If the murder of a schoolgirl in Yebilaptsa has left the family members in deep pain, it sure would have left the school community shell shocked.
As the news of the gruesome murder spreads, fanned by social media, and with the prime suspect confessing to strangling the 13-year-old to death, many are wondering how such a gruesome crime could be committed. That the murder happened in an institution where children feel safe and parents entrust the care to teachers, only worsens the situation.
It was a brutal daylight murder. The suspect will be dealt with appropriately by the law. But beyond the sentencing of the accused, talk is focused, at least for now on the number of murder cases in the country. The Royal Bhutan Police is still waiting for the forensic report on murder of a schoolboy and his grandmother in Trongsa two months ago. Two men are still in detention in Gomdar for the murder of a 60-year old man. They had allegedly killed him and threw his body in the river. We have not forgotten of another where a man was killed and thrown off from a building in Chang Jalu.
Going through our files, there are at least eight reported murder cases so far this year. Then there are other crimes and violence we see with increasing regularity. It is almost one every month. From the numbers, it is a little worrying not only because we are still enjoying the reputation of being the happiest country, but also for the safety of the people.
Often times, when a murder is committed, it makes headlines with every story ending with “police are investigating”, people express some fear or disgust and everything is back to normal. There appears to be a tolerant attitude to even gruesome crimes like murder in the country.
There is no clear answer to why people are killing each other.
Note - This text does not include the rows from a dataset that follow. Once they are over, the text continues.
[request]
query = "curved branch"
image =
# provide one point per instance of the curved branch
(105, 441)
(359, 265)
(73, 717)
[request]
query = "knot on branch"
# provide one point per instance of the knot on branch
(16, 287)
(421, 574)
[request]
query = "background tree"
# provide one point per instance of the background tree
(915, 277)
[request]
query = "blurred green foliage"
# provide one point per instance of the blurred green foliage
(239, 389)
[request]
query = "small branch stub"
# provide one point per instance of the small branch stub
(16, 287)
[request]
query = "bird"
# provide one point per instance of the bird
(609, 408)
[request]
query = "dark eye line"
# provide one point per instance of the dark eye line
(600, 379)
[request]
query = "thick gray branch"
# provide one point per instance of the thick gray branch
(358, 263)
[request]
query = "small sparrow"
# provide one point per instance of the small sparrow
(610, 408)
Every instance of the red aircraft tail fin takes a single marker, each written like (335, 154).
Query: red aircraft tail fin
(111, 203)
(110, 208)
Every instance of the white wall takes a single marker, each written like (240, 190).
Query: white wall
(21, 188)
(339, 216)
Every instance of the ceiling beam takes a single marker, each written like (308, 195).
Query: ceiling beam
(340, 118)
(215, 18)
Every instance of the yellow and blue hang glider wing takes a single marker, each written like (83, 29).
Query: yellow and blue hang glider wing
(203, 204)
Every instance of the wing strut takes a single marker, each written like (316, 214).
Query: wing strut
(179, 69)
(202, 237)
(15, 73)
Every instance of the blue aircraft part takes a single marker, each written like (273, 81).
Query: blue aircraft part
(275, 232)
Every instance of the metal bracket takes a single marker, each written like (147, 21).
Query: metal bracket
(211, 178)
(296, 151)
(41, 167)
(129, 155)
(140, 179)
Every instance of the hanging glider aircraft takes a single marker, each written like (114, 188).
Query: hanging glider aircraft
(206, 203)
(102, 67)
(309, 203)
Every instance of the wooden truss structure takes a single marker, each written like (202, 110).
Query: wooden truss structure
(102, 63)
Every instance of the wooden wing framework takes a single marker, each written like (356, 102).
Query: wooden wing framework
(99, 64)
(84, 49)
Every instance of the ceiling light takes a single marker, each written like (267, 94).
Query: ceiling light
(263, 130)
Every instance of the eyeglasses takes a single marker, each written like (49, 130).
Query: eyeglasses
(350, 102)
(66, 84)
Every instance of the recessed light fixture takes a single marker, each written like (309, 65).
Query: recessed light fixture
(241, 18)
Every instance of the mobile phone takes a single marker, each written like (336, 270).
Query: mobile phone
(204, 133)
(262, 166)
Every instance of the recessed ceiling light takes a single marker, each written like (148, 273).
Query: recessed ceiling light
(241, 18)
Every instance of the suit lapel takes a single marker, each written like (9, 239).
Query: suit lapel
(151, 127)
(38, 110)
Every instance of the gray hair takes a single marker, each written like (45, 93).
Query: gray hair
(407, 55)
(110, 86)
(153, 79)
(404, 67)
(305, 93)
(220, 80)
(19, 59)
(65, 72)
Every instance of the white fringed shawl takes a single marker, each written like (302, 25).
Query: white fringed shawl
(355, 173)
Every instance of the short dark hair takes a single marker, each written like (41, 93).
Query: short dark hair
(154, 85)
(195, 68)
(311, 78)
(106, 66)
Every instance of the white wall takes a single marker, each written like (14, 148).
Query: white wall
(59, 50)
Each case will be different. There is no such thing as preventing murder. But going by the number of cases reported, it does demand some introspection. Are we becoming more criminal? Is our society breaking down as a community? Are we failing as a “happy” society?
For the outsider, we are the happy country. People might be a little surprised at the amount of crime we report. In the capital, the streets of Thimphu are no longer safe. If it is not safe to walk or even drive alone at night, some are becoming bolder. Thefts and burglaries are common and some have even experienced having their mobile phones snatched away in the middle of a conversation.
From the frequency of murders reported, the notion that serious crime in the country is non existent is a myth. The reality is we are dealing with it quite regularly.